Just how magnetic therapy works is still a matter of some controversy and needs much further study. The most likely explanation is the one put forward by physicist and psychologist Dr Buryl Payne, a scientist who is the inventor of the first biofeedback instruments and former professor at Boston University and Goddard College, and who has made a lifelong study of magnetic therapy. He says that two specific factors now known to be involved in magnetic therapy are:

The promotion of increased blood flow with resultant increased oxygen-carrying capacity, both of which can help combat pain by assisting the body’s natural ability to heal itself.

The induction of changes in the migration of calcium ions which can help move calcium away from painful, arthritic joints, thereby reducing the accompanying symptomatic pain.

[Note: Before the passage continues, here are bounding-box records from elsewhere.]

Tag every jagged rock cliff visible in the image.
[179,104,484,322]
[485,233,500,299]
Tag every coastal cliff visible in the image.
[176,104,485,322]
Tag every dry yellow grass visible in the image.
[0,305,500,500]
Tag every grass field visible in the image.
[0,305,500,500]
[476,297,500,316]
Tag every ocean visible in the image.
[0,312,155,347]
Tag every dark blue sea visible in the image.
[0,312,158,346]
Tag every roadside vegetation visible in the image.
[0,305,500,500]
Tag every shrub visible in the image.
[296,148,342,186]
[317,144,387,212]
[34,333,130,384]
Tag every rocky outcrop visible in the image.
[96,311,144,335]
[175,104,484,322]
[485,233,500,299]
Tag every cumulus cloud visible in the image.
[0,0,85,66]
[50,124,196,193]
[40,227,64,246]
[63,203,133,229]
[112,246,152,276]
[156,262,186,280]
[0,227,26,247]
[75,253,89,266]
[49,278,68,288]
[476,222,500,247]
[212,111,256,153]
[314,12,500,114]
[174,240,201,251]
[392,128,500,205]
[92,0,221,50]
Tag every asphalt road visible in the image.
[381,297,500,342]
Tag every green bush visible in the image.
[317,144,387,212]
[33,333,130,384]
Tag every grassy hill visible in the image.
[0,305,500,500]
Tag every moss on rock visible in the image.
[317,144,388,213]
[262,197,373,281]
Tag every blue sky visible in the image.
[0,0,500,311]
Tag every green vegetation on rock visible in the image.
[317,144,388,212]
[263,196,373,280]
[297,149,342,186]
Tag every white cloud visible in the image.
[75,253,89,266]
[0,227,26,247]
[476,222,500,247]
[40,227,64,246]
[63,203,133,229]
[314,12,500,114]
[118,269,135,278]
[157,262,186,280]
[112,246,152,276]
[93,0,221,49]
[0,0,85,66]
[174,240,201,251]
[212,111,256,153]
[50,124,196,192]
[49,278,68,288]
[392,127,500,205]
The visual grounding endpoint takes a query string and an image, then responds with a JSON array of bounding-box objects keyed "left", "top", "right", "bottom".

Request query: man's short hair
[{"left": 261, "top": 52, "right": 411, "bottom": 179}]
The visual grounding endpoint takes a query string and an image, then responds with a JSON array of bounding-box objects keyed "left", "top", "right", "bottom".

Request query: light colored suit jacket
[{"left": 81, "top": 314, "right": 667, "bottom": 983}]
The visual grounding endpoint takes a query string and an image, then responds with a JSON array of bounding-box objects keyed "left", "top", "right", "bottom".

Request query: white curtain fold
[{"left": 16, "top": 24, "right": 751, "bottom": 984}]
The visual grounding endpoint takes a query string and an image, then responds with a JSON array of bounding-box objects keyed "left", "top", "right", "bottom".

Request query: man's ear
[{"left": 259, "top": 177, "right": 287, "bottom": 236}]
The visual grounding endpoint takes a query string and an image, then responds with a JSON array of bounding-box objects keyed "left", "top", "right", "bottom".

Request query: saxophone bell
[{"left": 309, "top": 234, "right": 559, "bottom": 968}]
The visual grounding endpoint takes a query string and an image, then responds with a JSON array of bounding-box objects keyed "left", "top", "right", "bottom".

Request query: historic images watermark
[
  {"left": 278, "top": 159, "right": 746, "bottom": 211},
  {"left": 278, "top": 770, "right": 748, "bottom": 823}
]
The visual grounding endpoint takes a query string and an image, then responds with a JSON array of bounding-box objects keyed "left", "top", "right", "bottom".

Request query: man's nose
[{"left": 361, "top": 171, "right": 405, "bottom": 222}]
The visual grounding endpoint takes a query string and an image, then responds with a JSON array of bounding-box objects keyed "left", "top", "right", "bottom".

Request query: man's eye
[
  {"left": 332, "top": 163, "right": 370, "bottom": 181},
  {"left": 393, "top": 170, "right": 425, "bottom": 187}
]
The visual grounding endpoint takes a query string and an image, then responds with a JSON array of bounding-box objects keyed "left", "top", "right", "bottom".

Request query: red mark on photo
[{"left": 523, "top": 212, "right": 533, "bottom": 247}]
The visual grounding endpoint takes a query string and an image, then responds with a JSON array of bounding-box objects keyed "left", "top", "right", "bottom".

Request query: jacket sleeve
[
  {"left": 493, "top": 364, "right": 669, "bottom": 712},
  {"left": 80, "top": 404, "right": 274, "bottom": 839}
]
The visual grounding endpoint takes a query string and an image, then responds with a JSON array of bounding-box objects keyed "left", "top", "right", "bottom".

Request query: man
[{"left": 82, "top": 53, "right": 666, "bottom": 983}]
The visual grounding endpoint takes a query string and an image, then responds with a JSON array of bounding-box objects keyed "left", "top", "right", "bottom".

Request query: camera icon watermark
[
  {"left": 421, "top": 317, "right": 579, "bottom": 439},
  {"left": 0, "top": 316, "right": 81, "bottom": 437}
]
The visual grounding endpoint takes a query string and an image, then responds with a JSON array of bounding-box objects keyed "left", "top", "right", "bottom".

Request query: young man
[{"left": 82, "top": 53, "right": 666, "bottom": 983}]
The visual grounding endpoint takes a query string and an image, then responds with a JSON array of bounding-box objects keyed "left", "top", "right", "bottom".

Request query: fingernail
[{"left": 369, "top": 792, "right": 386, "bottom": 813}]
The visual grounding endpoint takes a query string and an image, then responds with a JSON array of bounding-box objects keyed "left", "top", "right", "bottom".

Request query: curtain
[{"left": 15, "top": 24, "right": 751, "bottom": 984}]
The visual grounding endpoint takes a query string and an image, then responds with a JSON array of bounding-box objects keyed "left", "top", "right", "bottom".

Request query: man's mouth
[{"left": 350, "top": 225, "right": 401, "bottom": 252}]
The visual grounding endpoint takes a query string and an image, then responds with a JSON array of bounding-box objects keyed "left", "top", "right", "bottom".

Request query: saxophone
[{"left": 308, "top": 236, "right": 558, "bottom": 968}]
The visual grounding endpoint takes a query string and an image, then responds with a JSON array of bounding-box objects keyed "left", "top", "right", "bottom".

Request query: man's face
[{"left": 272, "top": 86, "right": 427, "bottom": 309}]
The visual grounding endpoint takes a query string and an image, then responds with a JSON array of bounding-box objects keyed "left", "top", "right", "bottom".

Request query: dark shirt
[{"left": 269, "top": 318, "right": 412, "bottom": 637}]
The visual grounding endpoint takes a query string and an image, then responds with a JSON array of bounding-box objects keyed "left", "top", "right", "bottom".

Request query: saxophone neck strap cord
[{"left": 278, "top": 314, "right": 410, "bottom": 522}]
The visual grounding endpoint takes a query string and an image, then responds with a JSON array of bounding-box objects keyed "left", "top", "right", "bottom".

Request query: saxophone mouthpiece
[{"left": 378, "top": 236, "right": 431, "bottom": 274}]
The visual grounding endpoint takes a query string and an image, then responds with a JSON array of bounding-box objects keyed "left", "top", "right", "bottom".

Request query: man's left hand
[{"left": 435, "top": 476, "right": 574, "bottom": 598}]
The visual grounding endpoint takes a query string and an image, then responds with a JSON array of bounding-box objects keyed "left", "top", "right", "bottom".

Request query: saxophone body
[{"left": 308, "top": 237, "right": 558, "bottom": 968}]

The use of magnetic therapy to control pain is usually applied through placing simple magnets directly upon the area of pain. They can either be used for brief periods or else taped into place for ongoing treatment. Information about self-therapy can be obtained from manuals or from a qualified practitioner. Alternatively, devices that emit much stronger magnetic fields, usually in a ‘pulsed’ form, are used by qualified therapists.

Apart from aiding in pain reduction, magnetic therapy has also been used to good effect to reinforce and improve spinal alignment, assisting the vertebrae of the spine to align properly, both vertically and laterally. Major successes have been obtained in patients suffering from sciatica.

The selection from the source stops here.